In April 2004, Smucker introduced "Crisco Zero Grams Trans Fat Per Serving All-Vegetable Shortening," which contained fully hydrogenated palm oil blended with liquid vegetable oils to yield a shortening much like the original Crisco. From January 24, 2007, all Crisco shortening products were reformulated to contain less than one gram of trans fat per serving; the separately marketed trans-fat free version introduced in 2004 was consequently discontinued. As of 2010[update], Crisco consists of a blend of soybean oil, fully hydrogenated cottonseed oil, and partially hydrogenated soybean and cottonseed oils. According to the product information label, one 12 g serving of Crisco contains 3 g of saturated fat, 0 g of trans fat, 6 g of polyunsaturated fat, and 2.5 g of monounsaturated fat. It is claimed that this reformulated Crisco has the same cooking properties and flavor as the original version of the product.
According to the FDA, "Food manufacturers are allowed to list amounts of trans fat with less than 0.5 gram (1/2 g) per serving as 0 (zero) on the Nutrition Facts panel."

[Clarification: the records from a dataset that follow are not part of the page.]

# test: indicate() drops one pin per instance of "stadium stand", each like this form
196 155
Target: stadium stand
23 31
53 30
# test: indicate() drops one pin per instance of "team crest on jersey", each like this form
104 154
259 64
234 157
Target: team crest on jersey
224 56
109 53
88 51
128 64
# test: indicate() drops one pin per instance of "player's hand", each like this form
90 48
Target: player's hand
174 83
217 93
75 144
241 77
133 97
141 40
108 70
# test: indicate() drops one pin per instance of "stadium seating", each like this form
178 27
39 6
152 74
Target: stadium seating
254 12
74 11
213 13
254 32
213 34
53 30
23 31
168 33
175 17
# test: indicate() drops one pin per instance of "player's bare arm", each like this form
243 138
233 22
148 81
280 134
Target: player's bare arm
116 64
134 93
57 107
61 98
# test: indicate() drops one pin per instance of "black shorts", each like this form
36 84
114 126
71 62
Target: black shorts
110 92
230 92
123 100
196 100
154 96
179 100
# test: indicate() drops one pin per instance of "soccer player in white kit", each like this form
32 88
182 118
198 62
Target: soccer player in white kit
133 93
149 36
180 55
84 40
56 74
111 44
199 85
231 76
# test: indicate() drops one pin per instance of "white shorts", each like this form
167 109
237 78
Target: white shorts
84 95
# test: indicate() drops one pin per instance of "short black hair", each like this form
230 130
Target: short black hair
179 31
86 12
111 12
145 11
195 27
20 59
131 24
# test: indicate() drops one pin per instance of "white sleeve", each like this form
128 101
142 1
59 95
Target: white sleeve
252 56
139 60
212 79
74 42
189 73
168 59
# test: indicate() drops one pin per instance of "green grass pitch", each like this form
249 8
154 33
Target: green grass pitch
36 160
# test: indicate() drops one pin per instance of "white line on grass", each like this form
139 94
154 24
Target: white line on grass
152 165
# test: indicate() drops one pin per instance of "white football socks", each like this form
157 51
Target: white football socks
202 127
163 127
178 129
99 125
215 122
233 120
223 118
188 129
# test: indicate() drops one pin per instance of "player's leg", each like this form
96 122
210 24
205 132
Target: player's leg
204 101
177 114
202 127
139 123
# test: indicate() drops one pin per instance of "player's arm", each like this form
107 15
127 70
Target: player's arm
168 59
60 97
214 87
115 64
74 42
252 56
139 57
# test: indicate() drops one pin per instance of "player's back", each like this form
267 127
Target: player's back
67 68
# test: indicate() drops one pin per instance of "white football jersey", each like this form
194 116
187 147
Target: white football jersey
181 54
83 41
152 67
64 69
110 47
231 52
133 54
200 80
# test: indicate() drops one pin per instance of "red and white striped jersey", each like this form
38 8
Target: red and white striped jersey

The process of hydrogenation adds hydrogen atoms to unsaturated fats, eliminating double bonds and making them into partially or completely saturated fats. However, partial hydrogenation, if it is chemical rather than enzymatic, converts a part of cis-isomers into trans-unsaturated fats instead of hydrogenating them completely. Trans fats also occur naturally in a limited number of cases: Vaccenyl and conjugated linoleyl (CLA) containing trans fats occur naturally in trace amounts in meat and dairy products from ruminants, although the latter also constitutes a cis fat.
According this this, I would say that the world hydrogenated and trans fats are NOT the same.